Pathogenic clade B New World mammarenaviruses (NWM) can cause Argentine, Venezuelan, Brazilian, and Bolivian hemorrhagic fevers. Sequence variability among NWM glycoproteins (GP) poses a challenge to the development of broadly neutralizing therapeutics against the entire clade of viruses. However, blockade of their shared binding site on the apical domain of human transferrin receptor 1 (hTfR1/CD71) presents an opportunity for the development of effective and broadly neutralizing therapeutics. Here, we demonstrate that the murine monoclonal antibody OKT9, which targets the apical domain of hTfR1, can sterically block cellular entry by viral particles presenting clade B NWM glycoproteins (GP1-GP2). OKT9 blockade is also effective against viral particles pseudotyped with glycoproteins of a recently identified pathogenic Sabia-like virus. With nanomolar affinity for hTfR1, the OKT9 antigen binding fragment (OKT9-Fab) sterically blocks clade B NWM-GP1s and reduces infectivity of an attenuated strain of Junin virus. Binding of OKT9 to the hTfR1 ectodomain in its soluble, dimeric state produces stable assemblies that are observable by negative-stain electron microscopy. A model of the OKT9-sTfR1 complex, informed by the known crystallographic structure of sTfR1 and a newly determined structure of the OKT9 antigen binding fragment (Fab), suggests that OKT9 and the Machupo virus GP1 share a binding site on the hTfR1 apical domain. The structural basis for this interaction presents a framework for the design and development of high-affinity, broadly acting agents targeting clade B NWMs. IMPORTANCE Pathogenic clade B NWMs cause grave infectious diseases, the South American hemorrhagic fevers.

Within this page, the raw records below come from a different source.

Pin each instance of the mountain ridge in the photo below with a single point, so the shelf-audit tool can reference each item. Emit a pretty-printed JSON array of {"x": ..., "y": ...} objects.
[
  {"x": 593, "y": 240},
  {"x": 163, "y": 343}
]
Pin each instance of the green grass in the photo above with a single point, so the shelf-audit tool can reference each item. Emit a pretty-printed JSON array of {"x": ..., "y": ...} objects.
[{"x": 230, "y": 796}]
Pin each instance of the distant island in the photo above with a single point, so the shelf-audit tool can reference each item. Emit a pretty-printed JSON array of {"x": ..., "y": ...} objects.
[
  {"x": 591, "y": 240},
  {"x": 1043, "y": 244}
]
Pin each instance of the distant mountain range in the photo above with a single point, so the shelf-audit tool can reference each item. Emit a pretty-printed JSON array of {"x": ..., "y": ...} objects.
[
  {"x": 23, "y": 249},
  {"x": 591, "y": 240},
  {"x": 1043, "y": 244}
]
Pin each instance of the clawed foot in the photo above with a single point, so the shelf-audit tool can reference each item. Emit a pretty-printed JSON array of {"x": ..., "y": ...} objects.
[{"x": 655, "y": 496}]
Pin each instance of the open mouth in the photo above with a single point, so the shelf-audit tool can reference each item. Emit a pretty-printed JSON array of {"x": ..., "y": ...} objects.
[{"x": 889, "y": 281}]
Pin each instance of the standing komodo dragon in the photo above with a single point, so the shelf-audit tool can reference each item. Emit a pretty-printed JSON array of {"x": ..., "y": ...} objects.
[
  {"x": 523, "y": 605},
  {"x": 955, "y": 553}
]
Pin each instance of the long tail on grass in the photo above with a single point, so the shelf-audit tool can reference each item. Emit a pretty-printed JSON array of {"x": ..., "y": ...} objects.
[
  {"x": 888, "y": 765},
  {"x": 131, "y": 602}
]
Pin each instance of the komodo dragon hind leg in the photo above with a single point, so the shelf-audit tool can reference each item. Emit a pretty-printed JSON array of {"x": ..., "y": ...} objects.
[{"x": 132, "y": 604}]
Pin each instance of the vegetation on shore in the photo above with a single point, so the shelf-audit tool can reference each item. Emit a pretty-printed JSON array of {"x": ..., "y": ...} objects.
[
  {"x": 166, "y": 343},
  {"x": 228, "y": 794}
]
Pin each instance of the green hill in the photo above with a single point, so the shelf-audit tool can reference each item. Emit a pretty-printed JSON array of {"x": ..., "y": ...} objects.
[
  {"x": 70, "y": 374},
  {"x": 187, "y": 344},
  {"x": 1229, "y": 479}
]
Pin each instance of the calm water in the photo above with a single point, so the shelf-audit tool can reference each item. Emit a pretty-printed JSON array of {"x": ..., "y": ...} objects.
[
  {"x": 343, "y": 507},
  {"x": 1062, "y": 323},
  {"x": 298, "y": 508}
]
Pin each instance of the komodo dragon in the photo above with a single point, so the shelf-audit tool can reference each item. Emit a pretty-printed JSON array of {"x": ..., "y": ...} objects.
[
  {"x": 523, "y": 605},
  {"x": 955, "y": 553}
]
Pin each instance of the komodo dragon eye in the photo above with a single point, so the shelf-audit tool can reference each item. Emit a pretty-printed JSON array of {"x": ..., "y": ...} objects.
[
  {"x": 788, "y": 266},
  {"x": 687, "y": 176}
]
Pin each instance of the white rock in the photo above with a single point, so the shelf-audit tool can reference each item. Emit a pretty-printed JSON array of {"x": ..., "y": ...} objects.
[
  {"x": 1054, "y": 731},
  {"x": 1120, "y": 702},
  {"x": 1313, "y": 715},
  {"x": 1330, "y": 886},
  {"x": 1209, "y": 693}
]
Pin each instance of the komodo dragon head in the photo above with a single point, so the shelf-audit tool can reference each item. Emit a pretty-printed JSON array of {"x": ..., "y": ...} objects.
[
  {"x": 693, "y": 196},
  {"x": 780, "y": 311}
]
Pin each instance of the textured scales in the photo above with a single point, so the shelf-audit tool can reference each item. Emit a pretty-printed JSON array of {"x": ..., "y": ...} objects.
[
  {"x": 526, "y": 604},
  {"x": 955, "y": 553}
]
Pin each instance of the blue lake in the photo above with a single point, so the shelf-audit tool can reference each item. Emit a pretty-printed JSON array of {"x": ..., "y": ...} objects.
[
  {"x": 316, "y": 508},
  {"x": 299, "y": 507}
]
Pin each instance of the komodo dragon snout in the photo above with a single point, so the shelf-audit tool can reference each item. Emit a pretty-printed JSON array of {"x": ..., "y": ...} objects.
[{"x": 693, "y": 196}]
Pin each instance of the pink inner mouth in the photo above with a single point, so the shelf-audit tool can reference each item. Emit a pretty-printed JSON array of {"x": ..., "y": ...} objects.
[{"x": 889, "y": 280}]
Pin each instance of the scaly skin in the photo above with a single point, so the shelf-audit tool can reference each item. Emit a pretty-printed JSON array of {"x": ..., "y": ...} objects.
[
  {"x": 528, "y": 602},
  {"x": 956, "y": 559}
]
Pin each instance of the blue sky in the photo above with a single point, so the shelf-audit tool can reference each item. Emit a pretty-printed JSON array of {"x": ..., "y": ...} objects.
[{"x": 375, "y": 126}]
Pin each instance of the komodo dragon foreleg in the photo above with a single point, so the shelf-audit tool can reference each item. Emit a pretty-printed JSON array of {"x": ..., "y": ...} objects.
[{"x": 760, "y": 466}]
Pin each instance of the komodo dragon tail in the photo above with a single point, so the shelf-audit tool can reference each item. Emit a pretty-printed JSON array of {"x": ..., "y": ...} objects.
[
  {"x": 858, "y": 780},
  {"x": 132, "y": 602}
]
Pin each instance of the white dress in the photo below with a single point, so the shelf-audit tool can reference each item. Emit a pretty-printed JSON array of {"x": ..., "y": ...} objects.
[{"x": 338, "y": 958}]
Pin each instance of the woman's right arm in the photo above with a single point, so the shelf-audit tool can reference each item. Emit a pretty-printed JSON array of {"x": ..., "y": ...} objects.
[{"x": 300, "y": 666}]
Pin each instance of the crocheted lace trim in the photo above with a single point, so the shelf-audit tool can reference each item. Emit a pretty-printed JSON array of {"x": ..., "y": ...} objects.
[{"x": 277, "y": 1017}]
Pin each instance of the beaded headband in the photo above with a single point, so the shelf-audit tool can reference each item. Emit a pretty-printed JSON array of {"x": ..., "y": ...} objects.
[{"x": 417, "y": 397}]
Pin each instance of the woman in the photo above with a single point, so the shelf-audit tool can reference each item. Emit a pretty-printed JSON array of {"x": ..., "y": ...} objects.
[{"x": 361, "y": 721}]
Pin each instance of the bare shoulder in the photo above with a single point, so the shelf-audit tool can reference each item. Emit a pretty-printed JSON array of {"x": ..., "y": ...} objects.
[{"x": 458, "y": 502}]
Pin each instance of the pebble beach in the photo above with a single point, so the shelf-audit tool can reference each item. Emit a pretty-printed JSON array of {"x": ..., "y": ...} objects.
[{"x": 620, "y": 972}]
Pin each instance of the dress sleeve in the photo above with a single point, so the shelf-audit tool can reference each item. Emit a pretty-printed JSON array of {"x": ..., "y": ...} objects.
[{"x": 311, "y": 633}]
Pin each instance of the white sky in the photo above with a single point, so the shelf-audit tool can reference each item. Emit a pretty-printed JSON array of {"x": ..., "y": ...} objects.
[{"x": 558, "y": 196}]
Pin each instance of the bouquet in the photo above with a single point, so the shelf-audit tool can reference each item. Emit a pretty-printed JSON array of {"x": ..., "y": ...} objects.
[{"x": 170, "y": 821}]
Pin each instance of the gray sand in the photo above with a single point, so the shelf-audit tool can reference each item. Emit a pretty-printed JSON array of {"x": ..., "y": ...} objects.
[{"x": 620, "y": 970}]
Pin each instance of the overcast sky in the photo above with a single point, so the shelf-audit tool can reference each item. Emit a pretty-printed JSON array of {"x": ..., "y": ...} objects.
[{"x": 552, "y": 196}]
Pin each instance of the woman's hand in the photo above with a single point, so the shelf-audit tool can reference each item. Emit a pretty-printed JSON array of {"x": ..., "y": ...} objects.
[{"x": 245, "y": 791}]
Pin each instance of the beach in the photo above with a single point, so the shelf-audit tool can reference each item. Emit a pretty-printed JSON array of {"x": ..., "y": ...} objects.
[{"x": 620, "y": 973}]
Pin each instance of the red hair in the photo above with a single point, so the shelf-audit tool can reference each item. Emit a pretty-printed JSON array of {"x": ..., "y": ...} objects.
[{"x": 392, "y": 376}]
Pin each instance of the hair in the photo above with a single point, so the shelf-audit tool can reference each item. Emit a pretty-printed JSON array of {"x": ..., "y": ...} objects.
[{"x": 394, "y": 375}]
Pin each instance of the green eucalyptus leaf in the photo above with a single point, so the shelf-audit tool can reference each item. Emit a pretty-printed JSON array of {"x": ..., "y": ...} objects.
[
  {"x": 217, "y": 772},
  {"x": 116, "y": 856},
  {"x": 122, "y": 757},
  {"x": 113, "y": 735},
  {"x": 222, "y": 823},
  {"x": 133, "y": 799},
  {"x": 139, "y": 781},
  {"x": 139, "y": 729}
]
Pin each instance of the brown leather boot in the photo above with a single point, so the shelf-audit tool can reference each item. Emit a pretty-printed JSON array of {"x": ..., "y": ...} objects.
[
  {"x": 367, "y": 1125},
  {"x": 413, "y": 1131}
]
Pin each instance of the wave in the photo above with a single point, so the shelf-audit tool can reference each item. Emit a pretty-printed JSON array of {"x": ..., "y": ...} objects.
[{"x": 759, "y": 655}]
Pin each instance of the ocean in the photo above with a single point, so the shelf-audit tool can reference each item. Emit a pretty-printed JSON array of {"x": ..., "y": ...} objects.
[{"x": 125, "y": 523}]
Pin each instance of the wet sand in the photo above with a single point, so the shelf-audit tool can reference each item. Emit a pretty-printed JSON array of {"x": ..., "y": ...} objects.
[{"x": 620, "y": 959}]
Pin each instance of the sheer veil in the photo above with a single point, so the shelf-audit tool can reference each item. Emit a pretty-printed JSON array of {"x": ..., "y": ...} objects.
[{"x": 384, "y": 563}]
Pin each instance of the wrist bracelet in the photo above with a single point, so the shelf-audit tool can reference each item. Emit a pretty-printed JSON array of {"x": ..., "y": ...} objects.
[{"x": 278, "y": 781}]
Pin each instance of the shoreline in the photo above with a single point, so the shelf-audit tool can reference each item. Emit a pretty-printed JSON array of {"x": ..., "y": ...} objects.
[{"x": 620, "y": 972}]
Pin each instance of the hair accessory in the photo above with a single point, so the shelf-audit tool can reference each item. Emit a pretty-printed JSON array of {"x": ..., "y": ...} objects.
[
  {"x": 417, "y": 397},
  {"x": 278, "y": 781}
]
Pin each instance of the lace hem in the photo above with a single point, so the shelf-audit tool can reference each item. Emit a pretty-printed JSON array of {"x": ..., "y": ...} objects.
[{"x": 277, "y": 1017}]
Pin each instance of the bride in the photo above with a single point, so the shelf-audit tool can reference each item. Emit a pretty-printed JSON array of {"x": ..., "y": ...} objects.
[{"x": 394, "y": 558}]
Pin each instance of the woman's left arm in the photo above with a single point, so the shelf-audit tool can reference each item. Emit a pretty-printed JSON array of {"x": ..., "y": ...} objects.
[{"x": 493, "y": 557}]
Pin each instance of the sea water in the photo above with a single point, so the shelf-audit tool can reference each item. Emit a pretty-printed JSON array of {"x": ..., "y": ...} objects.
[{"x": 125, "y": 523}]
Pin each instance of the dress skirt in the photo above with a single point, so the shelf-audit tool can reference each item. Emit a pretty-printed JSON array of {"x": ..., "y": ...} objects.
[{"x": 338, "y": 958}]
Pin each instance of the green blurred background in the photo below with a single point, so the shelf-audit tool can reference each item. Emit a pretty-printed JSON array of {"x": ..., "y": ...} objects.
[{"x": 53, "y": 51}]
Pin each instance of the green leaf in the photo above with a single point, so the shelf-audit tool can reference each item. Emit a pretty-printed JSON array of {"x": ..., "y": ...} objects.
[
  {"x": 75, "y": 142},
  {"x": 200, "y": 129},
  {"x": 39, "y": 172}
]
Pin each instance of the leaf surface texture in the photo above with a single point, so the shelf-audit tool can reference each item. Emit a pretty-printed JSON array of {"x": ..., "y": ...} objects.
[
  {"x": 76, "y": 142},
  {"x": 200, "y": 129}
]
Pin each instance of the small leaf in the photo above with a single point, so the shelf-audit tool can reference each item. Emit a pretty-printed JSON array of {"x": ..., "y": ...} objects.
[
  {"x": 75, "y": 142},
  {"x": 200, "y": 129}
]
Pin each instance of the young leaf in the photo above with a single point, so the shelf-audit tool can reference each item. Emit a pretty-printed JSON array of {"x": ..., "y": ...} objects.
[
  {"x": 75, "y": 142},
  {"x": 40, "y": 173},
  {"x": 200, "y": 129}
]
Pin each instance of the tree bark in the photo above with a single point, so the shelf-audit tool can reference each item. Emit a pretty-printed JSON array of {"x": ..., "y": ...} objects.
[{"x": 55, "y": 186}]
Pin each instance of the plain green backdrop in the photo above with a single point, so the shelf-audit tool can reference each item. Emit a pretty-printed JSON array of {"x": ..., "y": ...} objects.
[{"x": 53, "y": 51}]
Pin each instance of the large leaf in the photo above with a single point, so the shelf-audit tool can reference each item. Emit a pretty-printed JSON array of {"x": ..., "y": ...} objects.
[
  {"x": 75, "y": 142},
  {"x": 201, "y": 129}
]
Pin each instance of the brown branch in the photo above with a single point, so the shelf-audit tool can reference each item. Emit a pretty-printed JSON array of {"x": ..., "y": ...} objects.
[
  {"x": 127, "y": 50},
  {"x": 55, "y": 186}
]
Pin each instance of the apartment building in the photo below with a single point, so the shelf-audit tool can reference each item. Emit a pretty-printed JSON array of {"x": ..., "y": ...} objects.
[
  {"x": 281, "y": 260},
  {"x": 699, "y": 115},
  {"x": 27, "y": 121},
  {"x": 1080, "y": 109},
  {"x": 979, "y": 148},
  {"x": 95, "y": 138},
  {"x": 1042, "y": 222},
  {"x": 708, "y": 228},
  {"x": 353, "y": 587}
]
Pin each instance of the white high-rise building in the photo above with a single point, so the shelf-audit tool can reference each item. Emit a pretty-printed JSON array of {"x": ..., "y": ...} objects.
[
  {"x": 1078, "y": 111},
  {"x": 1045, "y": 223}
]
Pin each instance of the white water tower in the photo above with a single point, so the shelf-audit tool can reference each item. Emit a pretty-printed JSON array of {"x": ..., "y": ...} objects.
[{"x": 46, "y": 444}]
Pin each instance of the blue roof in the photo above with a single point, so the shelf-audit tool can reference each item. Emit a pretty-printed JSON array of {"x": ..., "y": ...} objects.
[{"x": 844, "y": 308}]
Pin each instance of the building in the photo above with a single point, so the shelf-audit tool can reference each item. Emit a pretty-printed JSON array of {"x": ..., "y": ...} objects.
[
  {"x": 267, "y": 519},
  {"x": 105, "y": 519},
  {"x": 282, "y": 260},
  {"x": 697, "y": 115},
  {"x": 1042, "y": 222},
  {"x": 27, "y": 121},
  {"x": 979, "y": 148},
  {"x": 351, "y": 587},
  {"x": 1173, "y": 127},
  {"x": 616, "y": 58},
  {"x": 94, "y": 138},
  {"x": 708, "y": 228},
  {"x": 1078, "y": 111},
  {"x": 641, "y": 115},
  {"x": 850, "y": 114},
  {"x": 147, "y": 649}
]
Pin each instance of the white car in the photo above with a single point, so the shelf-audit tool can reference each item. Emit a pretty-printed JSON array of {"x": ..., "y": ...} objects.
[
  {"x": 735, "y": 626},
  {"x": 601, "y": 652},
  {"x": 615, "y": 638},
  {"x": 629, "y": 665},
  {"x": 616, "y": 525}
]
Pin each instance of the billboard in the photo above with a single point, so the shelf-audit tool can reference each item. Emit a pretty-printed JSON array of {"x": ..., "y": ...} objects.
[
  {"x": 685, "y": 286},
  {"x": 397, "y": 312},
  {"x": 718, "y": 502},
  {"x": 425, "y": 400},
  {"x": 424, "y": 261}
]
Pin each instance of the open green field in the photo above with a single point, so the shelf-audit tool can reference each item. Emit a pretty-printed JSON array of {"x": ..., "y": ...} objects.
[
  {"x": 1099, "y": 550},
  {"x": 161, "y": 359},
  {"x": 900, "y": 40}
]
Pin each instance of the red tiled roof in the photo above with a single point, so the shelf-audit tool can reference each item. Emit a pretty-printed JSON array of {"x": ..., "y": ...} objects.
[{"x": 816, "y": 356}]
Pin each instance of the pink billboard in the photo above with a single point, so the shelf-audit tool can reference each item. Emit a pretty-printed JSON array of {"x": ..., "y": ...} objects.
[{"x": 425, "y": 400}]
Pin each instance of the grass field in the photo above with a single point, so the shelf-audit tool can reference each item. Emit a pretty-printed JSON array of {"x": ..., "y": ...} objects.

Their etiological agents are Junin (JUNV), Guanarito (GTOV), Sabiá (SABV), Machupo (MACV), Chapare (CHAV), and a new Sabiá-like (SABV-L) virus recently identified in Brazil. These are priority A pathogens due to their high infectivity and mortality, their potential for person-to-person transmission, and the limited availability of effective therapeutics and vaccines to curb their effects. While low homology between surface glycoproteins of NWMs foils efforts to develop broadly neutralizing therapies targeting NWMs, this work provides structural evidence that OKT9, a monoclonal antibody targeting a single NWM glycoprotein binding site on hTfR1, can efficiently prevent their entry into cells.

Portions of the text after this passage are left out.